Doğan, çözüm sürecini ve 2015 Haziran’ından sonra başlayan çatışmalı süreci de gazeteci olarak izledi. Sokağa çıkma yasakları ile çatışmaların yoğun yaşandığı Derik’te, Cizre’de ve en son Nusaybin’de gazetecilik yaptı. Kısa süren sokağa çıkma yasağı sırasında Cizre’dedir Doğan. Daha sonra sokağa çıkma yasağı ile çatışmaların aylarca sürdüğü Nusaybin’dedir.

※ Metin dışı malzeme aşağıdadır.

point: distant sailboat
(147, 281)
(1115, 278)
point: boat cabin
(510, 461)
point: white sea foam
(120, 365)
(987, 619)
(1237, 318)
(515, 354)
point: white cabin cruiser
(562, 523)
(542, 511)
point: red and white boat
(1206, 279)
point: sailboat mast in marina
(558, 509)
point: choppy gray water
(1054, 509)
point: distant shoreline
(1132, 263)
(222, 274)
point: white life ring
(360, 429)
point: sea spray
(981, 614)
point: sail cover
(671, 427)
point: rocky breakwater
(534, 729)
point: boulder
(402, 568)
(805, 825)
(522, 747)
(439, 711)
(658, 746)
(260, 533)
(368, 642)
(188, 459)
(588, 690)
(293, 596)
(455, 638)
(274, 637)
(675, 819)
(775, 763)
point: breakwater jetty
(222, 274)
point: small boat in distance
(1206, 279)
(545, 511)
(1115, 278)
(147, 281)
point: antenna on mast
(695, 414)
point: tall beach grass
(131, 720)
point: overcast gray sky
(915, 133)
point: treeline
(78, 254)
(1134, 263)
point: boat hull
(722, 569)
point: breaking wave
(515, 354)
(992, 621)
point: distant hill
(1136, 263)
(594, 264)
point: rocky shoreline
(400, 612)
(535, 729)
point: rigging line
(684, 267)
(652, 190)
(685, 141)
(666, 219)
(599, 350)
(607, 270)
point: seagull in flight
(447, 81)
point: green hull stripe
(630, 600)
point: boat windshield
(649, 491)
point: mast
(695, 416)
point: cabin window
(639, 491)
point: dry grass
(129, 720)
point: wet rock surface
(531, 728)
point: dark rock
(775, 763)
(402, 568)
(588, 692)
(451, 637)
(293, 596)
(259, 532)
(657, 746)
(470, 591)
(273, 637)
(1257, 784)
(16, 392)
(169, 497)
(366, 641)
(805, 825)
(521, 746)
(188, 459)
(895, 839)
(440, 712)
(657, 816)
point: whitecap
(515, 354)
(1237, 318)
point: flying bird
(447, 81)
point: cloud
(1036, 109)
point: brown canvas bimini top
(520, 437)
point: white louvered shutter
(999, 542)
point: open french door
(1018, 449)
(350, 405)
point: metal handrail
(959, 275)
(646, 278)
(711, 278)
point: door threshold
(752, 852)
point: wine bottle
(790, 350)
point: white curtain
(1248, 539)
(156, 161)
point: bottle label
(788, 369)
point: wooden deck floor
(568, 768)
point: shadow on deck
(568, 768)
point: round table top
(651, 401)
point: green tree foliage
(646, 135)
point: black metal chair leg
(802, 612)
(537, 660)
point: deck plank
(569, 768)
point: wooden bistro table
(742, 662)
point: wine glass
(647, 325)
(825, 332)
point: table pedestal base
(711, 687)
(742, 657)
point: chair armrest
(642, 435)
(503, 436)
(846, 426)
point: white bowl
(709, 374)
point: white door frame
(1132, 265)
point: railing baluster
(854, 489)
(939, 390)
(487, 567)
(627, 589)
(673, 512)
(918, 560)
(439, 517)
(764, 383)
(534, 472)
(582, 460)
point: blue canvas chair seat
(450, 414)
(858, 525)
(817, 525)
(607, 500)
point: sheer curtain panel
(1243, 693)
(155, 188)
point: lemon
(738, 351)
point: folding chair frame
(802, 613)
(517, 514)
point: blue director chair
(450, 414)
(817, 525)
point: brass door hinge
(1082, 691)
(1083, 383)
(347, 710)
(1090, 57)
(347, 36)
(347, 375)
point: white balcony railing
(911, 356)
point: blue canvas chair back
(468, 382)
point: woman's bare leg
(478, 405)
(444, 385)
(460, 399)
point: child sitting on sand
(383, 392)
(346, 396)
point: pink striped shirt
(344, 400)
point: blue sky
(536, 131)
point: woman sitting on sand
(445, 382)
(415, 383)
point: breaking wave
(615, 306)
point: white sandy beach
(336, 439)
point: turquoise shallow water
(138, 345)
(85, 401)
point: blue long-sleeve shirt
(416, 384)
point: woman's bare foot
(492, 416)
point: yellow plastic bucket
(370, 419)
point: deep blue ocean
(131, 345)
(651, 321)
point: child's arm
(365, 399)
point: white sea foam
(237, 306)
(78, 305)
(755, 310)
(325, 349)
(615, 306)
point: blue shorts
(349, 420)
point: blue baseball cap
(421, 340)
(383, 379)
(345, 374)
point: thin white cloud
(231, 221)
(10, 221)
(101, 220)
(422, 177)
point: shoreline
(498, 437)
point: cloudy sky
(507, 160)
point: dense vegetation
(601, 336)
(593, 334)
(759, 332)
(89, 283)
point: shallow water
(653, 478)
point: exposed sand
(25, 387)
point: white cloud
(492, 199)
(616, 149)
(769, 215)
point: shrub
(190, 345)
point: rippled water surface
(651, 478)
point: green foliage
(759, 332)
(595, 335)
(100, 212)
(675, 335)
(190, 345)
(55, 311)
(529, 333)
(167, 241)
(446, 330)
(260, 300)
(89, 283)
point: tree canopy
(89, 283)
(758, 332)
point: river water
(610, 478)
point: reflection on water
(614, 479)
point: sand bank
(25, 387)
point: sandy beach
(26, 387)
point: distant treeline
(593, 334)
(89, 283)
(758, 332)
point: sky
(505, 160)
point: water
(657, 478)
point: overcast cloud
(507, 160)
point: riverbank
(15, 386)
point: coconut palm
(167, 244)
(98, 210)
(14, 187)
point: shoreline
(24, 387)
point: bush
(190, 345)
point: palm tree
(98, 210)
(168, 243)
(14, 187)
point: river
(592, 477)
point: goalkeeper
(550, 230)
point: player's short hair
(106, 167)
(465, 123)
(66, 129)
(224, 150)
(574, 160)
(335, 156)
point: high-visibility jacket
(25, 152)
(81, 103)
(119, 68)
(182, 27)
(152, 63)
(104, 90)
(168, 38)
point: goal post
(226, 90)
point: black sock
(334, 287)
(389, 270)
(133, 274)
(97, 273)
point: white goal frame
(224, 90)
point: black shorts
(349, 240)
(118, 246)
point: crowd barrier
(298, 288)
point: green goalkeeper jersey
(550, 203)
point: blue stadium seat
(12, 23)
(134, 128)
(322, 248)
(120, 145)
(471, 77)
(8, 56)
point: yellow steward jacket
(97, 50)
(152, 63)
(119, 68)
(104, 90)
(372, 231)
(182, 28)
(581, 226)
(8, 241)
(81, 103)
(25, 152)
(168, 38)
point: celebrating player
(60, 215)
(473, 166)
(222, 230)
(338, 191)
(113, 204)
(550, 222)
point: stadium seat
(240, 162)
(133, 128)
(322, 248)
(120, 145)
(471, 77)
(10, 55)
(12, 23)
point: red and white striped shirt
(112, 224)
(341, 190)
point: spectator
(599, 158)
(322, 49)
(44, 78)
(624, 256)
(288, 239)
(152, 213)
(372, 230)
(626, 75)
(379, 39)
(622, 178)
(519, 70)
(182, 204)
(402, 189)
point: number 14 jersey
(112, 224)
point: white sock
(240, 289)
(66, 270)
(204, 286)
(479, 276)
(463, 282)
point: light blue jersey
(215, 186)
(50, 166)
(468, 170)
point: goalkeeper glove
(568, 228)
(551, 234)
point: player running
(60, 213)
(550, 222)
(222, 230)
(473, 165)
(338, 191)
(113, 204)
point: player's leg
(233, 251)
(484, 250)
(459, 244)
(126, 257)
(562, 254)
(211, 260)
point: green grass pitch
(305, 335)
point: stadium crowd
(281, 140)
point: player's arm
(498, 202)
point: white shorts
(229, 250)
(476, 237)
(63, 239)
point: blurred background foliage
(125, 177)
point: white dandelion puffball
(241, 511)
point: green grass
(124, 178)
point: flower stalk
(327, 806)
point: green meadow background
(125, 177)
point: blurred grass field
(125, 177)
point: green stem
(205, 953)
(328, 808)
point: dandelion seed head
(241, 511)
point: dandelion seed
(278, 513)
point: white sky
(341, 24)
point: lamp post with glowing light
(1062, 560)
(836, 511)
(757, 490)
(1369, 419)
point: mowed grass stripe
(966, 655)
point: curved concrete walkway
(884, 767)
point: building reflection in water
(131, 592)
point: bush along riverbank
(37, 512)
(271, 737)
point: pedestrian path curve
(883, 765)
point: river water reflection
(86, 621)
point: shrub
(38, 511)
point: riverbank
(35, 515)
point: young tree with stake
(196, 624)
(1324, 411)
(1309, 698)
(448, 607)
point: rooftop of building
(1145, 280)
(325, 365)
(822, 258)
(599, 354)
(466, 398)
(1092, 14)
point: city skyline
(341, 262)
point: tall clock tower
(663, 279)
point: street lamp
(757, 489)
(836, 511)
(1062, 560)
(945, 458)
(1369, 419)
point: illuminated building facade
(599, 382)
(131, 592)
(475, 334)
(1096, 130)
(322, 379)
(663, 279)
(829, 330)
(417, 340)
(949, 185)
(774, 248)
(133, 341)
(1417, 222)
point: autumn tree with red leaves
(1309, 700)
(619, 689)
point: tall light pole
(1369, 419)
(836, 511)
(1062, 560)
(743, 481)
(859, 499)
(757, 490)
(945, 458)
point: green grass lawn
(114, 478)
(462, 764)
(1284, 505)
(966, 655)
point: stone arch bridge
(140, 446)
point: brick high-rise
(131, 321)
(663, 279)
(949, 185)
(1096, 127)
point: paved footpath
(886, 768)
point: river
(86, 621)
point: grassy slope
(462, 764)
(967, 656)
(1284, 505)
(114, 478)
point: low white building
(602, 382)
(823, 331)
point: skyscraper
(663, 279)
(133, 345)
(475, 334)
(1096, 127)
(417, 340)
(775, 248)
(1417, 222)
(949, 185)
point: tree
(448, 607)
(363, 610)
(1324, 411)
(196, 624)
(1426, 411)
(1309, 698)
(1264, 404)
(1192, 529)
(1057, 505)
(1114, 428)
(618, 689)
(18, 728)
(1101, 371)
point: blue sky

Burada yaşadıklarını şöyle anlatıyor: “Rojava’da gazetecilik yapmak zordu. Ama Cizre ve Nusaybin’de gazetecilik yapmanın çok daha zor olduğunu öğrendim. Çatışmaları izledim, insanların vurulduğunu, cesetlerinin günlerce yerde kaldığını gördüm. Günlerce evden çıkamamak, silah sesleriyle uyumak ve uyanmak nasıl bir şey öğrendim. Bütün bunlara rağmen haber yamaya çalışıyorsun. Bir yanında üzüntü var, hiçbir şey yapmak istemiyorsun, ama diğer yanında haber yetiştirmek telaşı var.”

.

MARDİN CEZAEVİ’NDE 141 GÜN

Günler sonra, sokağa çıkma yasağının bitmesine yakın bir yolunu bulup çıkıyor Nusaybin’den. Mardin’de gazeteci arkadaşlarıyla buluşuyor. Bir süre sonra polisler oturdukları kafeden gözaltına alıyor onları. Gözaltı, savcılık, tutuklanma kararı ve Mardin Cezaevi’nde 141 gün kalıyor Zehra Doğan.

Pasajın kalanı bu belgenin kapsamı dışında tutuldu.